What Do They Look Like?
Once you identify and flag these people in your database, conduct a profile analysis to determine what those customers look like. What are their demographics? Where do they live? How many kids do they have? What education level do they have? What income level do they have?
This can be accomplished through basic statistical analysis, including looking at means, medians, and graphical output, such as histograms of age and income.
What Do They Do?
Next, look at what your best customers do. Do they use your Web site? Do they use it disproportionally? How did they find your site or business? What media do they frequent? Which Web sites? Which newspapers or radio stations?
What Do They Purchase?
Know what your best customers buy. Use this information to focus your site and business offerings on those products. Again, this may sound rudimentary, but I’ve know million-dollar companies that don’t know what their best customers purchase. And I’ve seen some that do know but didn’t make any changes, not even the obvious ones.
How Do They Differ From Other Customers?
A very important and immediate follow-up question is, “How do my best customers differ from my other customers?” You now know what your best customers look like, but you must understand the differences between them and your other customers. What are the differences in look, behavior, and purchases?
Identify Your Worst Customers
Some businesses are able to identify their best customers. Identifying your worst customers can be just as lucrative. Do any customers actually cost you money? Many financial institutions have done a good job of identifying customers that cost them money and have taken steps to diminish the number or convert them into profitable ones.
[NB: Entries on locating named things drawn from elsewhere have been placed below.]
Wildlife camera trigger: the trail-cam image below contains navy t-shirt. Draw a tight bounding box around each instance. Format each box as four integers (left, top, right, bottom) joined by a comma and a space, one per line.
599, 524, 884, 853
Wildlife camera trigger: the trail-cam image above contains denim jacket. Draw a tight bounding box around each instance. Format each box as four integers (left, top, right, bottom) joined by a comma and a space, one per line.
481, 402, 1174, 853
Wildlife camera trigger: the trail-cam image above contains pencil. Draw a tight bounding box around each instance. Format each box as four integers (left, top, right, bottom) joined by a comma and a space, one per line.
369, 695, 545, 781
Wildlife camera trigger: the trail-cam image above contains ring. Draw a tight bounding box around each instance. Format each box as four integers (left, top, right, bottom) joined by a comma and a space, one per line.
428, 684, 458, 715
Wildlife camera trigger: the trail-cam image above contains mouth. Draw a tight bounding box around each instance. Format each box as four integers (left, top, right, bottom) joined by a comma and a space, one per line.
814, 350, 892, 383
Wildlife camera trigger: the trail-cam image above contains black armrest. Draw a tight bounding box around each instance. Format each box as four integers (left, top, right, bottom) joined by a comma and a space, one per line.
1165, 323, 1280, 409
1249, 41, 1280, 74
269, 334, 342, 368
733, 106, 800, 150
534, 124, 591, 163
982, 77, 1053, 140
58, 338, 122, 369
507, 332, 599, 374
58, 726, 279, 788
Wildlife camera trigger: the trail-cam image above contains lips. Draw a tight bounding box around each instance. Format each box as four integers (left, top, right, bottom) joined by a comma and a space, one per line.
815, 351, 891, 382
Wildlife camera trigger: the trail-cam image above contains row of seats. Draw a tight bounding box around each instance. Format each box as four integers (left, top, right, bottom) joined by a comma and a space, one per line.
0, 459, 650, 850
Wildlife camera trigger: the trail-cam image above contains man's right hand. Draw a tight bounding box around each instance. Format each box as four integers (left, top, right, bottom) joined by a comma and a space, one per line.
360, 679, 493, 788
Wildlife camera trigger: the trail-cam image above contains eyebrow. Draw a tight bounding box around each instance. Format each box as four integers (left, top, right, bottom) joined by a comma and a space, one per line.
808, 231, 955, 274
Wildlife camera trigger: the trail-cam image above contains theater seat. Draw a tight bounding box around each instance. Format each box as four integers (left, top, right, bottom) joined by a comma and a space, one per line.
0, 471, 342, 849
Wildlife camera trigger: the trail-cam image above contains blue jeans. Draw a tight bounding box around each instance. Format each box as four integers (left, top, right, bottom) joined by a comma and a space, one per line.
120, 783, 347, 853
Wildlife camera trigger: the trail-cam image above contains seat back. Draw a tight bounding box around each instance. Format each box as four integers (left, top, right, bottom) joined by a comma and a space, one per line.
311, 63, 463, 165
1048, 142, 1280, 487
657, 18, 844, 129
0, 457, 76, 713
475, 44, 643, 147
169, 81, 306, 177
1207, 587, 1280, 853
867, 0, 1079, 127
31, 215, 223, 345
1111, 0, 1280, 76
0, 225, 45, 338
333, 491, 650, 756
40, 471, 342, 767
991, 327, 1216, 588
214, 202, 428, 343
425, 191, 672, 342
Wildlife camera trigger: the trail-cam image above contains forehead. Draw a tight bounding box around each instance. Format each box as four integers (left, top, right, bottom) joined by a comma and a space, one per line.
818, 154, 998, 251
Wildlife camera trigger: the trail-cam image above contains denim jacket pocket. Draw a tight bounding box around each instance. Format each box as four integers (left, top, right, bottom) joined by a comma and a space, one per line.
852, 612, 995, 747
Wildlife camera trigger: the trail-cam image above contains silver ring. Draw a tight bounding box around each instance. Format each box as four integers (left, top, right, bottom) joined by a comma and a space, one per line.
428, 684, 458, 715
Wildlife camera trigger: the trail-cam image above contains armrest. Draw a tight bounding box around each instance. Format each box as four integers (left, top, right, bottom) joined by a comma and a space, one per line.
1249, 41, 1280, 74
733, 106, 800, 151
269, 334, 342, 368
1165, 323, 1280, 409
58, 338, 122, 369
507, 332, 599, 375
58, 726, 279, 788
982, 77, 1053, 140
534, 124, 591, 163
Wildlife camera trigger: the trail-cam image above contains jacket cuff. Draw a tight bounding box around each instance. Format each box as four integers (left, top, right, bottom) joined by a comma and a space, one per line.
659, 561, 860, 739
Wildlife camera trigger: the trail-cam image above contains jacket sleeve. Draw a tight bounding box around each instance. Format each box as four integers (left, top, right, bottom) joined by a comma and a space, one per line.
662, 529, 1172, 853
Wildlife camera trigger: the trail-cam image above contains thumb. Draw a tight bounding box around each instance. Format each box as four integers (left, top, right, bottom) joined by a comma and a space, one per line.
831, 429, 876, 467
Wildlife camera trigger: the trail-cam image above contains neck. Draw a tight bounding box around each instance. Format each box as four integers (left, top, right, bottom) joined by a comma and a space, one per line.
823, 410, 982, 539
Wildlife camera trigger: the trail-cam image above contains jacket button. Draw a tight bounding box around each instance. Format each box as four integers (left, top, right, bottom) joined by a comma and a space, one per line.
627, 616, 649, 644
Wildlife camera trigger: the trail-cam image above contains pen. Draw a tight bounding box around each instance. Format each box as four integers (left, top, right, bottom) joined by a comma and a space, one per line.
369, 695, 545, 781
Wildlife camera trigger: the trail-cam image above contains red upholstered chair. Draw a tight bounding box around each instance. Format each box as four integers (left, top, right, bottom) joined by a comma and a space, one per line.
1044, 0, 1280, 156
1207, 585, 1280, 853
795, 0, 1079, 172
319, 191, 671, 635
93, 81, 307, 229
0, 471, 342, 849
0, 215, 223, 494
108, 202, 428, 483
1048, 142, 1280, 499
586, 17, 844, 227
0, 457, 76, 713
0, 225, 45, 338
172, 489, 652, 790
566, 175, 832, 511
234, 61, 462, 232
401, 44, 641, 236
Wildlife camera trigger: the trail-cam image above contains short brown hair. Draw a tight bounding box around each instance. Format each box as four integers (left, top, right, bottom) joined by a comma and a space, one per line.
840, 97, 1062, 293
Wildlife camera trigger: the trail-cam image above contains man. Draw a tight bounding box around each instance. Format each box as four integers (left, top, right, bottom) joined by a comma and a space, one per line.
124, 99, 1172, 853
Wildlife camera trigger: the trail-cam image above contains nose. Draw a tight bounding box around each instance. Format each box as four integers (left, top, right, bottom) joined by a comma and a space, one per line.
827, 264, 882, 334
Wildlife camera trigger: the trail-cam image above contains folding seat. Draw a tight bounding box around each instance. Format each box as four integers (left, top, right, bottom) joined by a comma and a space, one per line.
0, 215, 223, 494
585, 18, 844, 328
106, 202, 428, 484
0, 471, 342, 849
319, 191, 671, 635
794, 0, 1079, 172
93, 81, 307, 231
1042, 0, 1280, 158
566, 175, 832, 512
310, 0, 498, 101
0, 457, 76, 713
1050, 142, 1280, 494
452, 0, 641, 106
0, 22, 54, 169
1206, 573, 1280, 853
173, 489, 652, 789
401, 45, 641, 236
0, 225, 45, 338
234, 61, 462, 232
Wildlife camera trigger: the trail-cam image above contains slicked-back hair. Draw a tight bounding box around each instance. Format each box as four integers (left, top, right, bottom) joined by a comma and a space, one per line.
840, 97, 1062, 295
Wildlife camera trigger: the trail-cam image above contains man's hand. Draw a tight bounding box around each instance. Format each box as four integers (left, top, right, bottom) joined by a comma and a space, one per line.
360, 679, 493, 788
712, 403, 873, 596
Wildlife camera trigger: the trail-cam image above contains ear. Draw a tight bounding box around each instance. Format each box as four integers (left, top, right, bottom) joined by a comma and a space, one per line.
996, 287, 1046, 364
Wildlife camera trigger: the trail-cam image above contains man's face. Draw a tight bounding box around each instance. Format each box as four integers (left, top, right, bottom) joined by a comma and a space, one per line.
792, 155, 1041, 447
The same questions that apply to your best customers apply to your worst. What are their characteristics? Where do they come from? How do they differ from your other customers?
Beneficial Basics
Conducting the analysis described above is something every company with data can do. It’s basic block-and-tackle analysis. It’s easy, can be extremely beneficial to the company.
Identify your best customers by their demographics and other non-purchase data, then search your customer files to see which customers look like your best customers but don’t purchase at their levels. Conduct marketing campaigns targeted to these people with the goal of increasing their spending levels.
Use the non-purchase information to conduct a customer acquisition campaign as well, targeted to prospects with the same demographic makeup as your best customers. The campaign will yield a list of prospects much more likely to be high-value customers, resulting in a higher campaign return on investment (ROI).